Disclaimer: I used to teach Cell programming classes for people who were looking to do HPC on the blades.
Cell failed. But the reasons behind the failure are more interesting.
The obvious answer is that it was hard to program. On a single chip you had the PowerPC processor and 8 SPUs. Communication was through mailboxes for small messages and DMA transfers for larger messages. To get the most out of a chip you had to juggle all 9 processor elements at the same time, try to vectorize all of your ops, and keep the memory moving while you were doing computation. That is the recipe for success for most architectures - keeping everything as utilized as possible. But it is also hard to do on most architectures, and the embedded nature of Cell made it that much more difficult.

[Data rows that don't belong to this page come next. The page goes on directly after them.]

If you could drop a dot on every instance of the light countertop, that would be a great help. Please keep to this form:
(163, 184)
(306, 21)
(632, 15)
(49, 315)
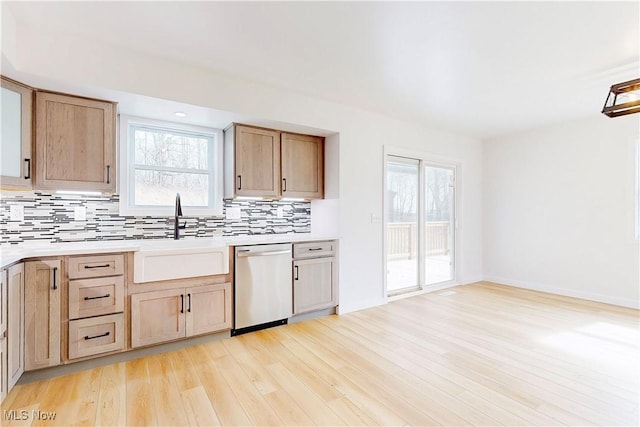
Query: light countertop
(10, 254)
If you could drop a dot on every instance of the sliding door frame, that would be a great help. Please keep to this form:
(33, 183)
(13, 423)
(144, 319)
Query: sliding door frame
(425, 159)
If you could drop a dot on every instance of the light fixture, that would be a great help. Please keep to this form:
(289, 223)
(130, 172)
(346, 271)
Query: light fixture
(623, 99)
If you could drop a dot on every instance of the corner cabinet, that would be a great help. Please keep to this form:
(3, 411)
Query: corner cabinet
(302, 159)
(172, 314)
(75, 143)
(15, 324)
(16, 166)
(42, 313)
(272, 164)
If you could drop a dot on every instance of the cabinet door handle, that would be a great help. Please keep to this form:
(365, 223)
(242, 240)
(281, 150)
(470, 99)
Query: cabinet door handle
(97, 266)
(28, 174)
(106, 334)
(101, 296)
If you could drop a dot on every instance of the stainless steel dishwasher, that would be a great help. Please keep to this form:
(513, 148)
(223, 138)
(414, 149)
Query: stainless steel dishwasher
(263, 287)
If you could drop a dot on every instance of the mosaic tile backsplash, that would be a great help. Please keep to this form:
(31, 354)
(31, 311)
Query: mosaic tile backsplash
(51, 218)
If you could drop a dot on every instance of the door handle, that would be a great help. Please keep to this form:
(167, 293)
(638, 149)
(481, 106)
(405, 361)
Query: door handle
(106, 334)
(242, 254)
(101, 296)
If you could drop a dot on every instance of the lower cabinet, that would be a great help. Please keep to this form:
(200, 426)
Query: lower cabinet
(96, 335)
(4, 381)
(15, 324)
(167, 315)
(42, 313)
(313, 284)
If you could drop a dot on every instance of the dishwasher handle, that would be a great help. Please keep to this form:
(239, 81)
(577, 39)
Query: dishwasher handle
(242, 253)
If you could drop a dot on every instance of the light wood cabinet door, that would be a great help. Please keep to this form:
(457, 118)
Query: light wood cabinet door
(157, 317)
(302, 166)
(42, 313)
(4, 381)
(208, 309)
(15, 164)
(312, 284)
(15, 324)
(257, 162)
(3, 302)
(75, 143)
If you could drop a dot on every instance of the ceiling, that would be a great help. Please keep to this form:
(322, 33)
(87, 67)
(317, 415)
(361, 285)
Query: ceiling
(478, 68)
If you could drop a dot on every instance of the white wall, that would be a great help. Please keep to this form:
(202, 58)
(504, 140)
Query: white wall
(559, 210)
(359, 146)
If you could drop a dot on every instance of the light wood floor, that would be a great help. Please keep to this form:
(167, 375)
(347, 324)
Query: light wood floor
(486, 355)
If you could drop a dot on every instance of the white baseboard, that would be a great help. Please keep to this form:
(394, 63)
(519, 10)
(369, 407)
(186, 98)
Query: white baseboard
(361, 305)
(607, 299)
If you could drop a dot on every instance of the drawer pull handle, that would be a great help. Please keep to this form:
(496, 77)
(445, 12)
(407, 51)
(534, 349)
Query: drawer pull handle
(88, 267)
(28, 174)
(101, 296)
(106, 334)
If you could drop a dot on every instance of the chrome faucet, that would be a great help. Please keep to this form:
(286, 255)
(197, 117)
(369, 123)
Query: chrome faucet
(176, 223)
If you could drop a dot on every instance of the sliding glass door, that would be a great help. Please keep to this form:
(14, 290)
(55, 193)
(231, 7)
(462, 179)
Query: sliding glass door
(403, 224)
(439, 223)
(420, 224)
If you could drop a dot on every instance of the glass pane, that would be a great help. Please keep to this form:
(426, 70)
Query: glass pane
(170, 149)
(11, 133)
(439, 215)
(402, 225)
(158, 188)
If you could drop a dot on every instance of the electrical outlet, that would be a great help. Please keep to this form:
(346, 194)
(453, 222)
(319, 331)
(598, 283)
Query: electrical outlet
(80, 213)
(232, 213)
(16, 213)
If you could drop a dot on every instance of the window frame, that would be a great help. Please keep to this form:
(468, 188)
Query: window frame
(126, 182)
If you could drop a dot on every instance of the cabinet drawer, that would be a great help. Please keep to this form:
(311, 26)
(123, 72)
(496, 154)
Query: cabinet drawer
(94, 297)
(312, 249)
(96, 335)
(96, 266)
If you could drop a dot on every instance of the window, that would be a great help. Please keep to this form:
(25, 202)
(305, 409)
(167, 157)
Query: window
(160, 159)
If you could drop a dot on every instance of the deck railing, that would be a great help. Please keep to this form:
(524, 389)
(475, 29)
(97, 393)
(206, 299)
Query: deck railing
(402, 239)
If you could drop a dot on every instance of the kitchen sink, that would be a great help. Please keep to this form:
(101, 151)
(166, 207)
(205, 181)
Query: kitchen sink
(158, 260)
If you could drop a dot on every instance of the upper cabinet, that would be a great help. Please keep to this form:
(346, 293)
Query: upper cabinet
(272, 164)
(16, 139)
(256, 165)
(302, 159)
(75, 143)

There were better software tools in the works for people who didn't want to drop down to the SPU intrinsic level to program. There were better chips in the works too; more SPUs, stronger PowerPC cores, and better communications with main memory. Those things did not come to fruition because IBM was looking to cut expenses to keep profits high (instead of boosting revenue). The Cell project was killed when a new VP known for cost cutting came in. We finally had a good Cell blade to sell (QS22 - two chips, 32GB RAM, fully pipelined double precision, etc.) and that lasted four months before the project got whacked. And we lost a lot of good people as a result. (That VP, Bob Moffat, was part of the Galleon insider trading scandal.)
So yes, Cell failed. But not necessarily for the obvious reasons. IBM has been on a great cost cutting binge the past few years - it lets them meet their earnings per share targets. But it causes collateral damage.